なにやらわからないが、異世界との接点が地球上に表れた。そこへ忍び込んで未知の知的存在が造った未知の物体を持ち帰る者が「ストーカー」である。人間の心身を害する要素もあるらしく、何人ものストーカーが斃れた。ホラー映画のように、正体が見えないまま危害が加えられるあたりも理不尽である。それでも忍び込むのは金になるから、つまりその未知の物体の構造や機能が、人間の好奇心を刺激してやまないからだ。未知の存在は、いっさい姿を現さない。あるのは、当たり前の人間の暮らし、変異した街に暮らす人々の殺伐とした心象、自滅への願望。

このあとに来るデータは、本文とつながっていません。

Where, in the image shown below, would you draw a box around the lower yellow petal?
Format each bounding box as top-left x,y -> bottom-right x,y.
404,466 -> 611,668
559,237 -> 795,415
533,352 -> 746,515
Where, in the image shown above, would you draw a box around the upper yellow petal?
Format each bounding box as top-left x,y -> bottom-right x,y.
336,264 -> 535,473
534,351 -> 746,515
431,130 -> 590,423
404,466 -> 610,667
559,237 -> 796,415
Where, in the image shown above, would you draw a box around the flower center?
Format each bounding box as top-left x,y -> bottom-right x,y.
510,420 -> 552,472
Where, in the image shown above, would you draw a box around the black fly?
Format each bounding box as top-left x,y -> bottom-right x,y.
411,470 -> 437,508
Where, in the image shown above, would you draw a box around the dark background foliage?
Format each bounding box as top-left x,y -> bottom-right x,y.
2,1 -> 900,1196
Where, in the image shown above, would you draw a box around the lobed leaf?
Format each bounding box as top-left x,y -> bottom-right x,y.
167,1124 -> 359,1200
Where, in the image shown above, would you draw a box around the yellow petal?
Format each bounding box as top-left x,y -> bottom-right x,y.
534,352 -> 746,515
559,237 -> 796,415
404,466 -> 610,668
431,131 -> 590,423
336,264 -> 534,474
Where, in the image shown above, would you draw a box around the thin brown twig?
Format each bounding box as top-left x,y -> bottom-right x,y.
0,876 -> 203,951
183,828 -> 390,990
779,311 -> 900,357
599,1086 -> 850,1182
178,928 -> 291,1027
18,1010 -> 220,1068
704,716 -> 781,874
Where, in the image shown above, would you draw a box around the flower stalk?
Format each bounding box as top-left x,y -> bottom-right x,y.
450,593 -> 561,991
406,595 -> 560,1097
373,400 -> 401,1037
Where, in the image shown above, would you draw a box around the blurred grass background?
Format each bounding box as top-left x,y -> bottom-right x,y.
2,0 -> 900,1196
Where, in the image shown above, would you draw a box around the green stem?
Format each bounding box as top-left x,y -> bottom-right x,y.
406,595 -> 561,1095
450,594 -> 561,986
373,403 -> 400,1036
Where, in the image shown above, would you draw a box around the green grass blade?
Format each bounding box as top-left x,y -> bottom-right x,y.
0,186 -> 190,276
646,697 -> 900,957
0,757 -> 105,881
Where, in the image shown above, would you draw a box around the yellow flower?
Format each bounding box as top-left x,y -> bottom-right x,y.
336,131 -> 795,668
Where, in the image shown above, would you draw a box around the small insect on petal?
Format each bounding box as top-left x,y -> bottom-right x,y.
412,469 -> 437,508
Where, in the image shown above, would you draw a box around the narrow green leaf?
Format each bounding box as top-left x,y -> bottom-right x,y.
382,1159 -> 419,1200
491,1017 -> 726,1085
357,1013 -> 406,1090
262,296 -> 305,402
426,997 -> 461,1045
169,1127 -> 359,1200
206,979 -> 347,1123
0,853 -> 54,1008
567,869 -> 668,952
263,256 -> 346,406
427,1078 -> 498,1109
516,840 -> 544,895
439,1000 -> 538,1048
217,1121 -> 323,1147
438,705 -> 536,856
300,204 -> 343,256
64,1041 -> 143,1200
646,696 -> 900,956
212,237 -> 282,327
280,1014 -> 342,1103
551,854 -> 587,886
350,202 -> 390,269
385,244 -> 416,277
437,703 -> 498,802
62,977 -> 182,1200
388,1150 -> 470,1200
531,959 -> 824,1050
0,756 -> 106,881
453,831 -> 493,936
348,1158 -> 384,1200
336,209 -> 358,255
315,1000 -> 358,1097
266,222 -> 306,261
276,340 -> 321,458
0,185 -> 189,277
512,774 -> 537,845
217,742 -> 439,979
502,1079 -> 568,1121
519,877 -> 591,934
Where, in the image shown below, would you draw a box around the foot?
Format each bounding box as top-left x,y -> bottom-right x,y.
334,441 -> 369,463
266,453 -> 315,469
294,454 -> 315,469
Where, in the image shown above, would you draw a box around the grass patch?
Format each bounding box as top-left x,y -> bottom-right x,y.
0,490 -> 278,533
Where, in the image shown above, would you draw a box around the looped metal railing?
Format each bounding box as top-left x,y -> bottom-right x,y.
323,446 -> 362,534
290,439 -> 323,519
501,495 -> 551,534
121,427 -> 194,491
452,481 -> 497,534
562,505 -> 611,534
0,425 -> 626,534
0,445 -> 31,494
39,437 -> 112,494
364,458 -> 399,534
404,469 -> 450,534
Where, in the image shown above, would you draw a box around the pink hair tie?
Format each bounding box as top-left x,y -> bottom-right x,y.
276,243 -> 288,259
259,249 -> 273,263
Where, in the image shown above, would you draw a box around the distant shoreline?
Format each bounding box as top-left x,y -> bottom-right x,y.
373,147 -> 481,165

読了日:08月04日 著者:アルカジイ ストルガツキー,ボリス ストルガツキー


ああ、典型的な悪妻。自分がやりたくないことは絶対したくない。そのためには事実を捻じ曲げる。筋道が通るまいが反駁する。おるなあ、そういうひと。生命力削られるんよなあ。自分の妻がそういう女であったと気付いて、論理思考な性質の男はどう思うのだろう。たとえば鴎外は。後悔するのか、愛おしく思うのか。ちなみに文中に妻を褒める言葉は顔立ちについてのみである。なだめ、すかし、エンドレスな諍いに諦観の匂いがする。真偽のほどは知らないけれど、この女性のモデルは自分だと知らされたら、鴎外の妻はそりゃ憤激するだろうな。